General release: TBC

20,000 Species of Bees

Director: Estibaliz Urresola Solaguren / Country: Spain

20,000 Species of Bees stars Sofía Otero as Cocó

I also never realised until now that the world is terribly bereft of films set among beehives near the border between France and Spain. Peter Bradshaw observed a “gentleness and delicacy in this heartfelt family drama” starring Sofía Otero as Cocó, an eight-year-old who comes to realise her true gender identity. At nine years old, Otero became the youngest ever recipient of the Berlin film festival’s silver bear award.

General release: TBC

Sisu

Director: Jalmari Helander / Country: Finland

Sisu: ‘pure cinema run through a Nordic meat grinder’
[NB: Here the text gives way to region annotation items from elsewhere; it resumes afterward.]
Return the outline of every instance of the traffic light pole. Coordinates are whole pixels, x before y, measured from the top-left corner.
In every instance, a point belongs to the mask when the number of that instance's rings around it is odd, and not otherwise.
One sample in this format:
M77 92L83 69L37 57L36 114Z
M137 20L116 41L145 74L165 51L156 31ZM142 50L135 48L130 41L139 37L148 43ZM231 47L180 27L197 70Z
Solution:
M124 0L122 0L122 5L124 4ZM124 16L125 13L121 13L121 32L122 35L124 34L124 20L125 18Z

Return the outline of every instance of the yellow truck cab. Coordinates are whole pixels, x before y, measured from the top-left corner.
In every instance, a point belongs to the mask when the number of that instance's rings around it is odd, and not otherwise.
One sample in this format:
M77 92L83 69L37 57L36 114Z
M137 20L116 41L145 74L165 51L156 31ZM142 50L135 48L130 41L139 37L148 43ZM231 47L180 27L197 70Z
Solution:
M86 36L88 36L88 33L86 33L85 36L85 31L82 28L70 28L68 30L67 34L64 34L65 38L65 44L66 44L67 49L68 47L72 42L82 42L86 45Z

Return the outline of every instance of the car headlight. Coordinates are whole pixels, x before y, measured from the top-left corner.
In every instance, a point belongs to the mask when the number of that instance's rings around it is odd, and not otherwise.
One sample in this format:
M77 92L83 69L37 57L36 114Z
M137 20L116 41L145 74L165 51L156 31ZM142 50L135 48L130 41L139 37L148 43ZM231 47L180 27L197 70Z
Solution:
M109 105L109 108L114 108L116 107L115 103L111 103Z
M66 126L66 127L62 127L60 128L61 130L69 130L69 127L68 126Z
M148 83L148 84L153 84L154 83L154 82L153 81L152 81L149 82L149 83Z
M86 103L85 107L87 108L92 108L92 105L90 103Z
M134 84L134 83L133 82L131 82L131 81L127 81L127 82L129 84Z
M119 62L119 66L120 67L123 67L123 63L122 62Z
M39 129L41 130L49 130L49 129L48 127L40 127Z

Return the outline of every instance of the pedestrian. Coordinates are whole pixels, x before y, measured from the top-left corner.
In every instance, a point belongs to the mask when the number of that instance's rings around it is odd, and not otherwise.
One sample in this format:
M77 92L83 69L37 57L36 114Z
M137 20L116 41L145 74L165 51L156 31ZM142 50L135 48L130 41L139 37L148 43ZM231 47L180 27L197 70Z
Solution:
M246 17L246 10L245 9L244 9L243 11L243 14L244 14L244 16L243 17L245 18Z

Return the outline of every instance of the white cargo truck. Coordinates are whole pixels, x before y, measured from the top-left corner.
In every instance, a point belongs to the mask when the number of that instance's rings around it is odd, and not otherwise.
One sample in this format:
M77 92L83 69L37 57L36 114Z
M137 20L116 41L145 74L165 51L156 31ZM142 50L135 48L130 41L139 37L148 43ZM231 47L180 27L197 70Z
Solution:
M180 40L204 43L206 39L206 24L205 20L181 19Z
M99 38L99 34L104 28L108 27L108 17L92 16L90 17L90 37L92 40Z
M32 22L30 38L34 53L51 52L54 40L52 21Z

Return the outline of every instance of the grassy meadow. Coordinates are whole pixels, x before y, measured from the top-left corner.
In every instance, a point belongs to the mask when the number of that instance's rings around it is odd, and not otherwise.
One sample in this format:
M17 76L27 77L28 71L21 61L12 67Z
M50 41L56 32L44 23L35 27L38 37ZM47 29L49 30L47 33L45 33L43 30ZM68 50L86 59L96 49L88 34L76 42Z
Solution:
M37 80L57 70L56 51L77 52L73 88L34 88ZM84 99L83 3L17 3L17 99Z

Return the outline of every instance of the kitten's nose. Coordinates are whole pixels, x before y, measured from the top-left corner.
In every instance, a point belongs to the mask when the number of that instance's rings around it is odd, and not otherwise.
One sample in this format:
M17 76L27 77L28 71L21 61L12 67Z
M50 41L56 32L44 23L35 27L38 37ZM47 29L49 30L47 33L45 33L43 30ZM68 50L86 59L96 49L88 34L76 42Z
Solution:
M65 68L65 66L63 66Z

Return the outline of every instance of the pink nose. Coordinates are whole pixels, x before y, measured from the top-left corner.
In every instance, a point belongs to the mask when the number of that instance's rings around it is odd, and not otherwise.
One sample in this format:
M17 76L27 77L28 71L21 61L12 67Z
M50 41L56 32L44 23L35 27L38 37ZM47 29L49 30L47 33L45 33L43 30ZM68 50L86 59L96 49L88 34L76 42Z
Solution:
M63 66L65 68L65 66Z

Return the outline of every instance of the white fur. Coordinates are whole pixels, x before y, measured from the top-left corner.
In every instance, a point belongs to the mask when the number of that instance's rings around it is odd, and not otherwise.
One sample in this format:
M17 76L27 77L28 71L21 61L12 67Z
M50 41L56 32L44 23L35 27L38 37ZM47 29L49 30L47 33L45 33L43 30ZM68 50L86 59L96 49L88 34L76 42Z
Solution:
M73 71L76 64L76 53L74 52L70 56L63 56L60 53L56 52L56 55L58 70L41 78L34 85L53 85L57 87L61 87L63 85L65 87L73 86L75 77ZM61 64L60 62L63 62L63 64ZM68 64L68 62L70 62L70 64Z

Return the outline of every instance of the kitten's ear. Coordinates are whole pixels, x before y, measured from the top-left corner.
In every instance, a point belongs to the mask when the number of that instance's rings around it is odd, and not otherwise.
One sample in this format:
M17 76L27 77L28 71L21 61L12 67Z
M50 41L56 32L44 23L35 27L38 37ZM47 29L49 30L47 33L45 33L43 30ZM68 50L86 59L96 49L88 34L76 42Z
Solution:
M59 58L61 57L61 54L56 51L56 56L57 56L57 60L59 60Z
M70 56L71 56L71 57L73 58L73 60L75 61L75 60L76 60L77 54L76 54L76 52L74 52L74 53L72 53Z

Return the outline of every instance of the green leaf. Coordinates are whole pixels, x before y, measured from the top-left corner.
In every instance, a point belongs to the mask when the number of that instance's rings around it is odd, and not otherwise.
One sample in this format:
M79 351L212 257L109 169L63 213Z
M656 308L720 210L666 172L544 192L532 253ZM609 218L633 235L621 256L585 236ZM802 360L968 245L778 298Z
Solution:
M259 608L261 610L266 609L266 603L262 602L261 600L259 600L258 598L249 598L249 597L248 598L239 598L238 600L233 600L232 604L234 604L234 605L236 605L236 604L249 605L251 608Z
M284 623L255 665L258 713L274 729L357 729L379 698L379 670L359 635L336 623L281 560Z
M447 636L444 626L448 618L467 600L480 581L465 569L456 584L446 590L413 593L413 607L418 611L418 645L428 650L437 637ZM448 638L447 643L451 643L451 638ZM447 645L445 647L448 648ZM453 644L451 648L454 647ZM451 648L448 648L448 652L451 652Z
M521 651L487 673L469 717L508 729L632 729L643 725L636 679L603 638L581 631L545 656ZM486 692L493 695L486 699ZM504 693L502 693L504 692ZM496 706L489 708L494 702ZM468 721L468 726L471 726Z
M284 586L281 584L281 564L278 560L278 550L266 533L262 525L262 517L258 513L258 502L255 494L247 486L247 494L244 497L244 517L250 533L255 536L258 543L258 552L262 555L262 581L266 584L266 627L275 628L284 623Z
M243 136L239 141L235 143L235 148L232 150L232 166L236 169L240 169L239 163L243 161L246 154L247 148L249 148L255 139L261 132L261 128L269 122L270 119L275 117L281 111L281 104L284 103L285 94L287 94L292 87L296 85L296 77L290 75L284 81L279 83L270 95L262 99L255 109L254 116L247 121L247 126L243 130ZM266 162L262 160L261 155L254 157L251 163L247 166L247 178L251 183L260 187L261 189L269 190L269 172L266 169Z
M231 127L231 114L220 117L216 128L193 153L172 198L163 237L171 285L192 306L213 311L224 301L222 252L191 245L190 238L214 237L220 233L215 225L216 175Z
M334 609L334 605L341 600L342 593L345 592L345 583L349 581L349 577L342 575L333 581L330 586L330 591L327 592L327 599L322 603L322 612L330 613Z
Action-movie trailers don’t get much more badass than the extremely violent sizzle reel for this cranked-to-11 Finnish spectacle about a gold miner in the second world war who “lost his home and his family in the war” and “became a one-man death squad”. One critic entertainingly described it as “something akin to pure cinema run through a Nordic meat grinder”. Sold. Also: gross.

General release: 27 July

Reality

Director: Tina Satter / Country: US

The dialogue in Reality is taken from FBI interrogation transcripts

In 2017, Reality Winner was arrested for leaking to the media a top-secret document detailing Russian interference in the 2016 presidential election. The dialogue in Tina Satter’s film is taken entirely from FBI interrogation transcripts: a strange and interesting way to draw connection to real-life events. Winner is played by Sydney Sweeney – best known as Olivia, the snooty college sophomore from the first season of The White Lotus, as well as her award-winning turn as Euphoria’s Cassie.

General release: 29 June

Jane Campion retrospective

Jane Campion will be in conversation with David Stratton

Jane Campion’s magnum opus remains her 1993 masterpiece The Piano, which explores a recurring theme in her work: women on the fringes of social norms. But the New Zealand auteur has crafted many other fine films including Sweetie, In the Cut, Bright Star and An Angel at My Table. This year’s festival includes a retrospective of her work, with Campion appearing in person for a conversation with David Stratton.

How to Blow Up a Pipeline

Director: Daniel Goldhaber / Country: US

How To Blow Up a Pipeline, in which activists assemble to sabotage an oil pipeline

Director Daniel Goldhaber has described his fictionalised adaptation of Andreas Malm’s provocative nonfiction book as “Ocean’s Eleven about environmental activism”. A group of activists come together to sabotage a Texas oil pipeline, aware that their actions will blur the line between activism and terrorism. Wendy Ide called Goldhaber’s second film, following up his brilliant debut Cam, a “nervy thriller” that will act as “a lightning rod for the mounting anger of climate-conscious audiences that feel let down by government inaction on a looming global crisis”.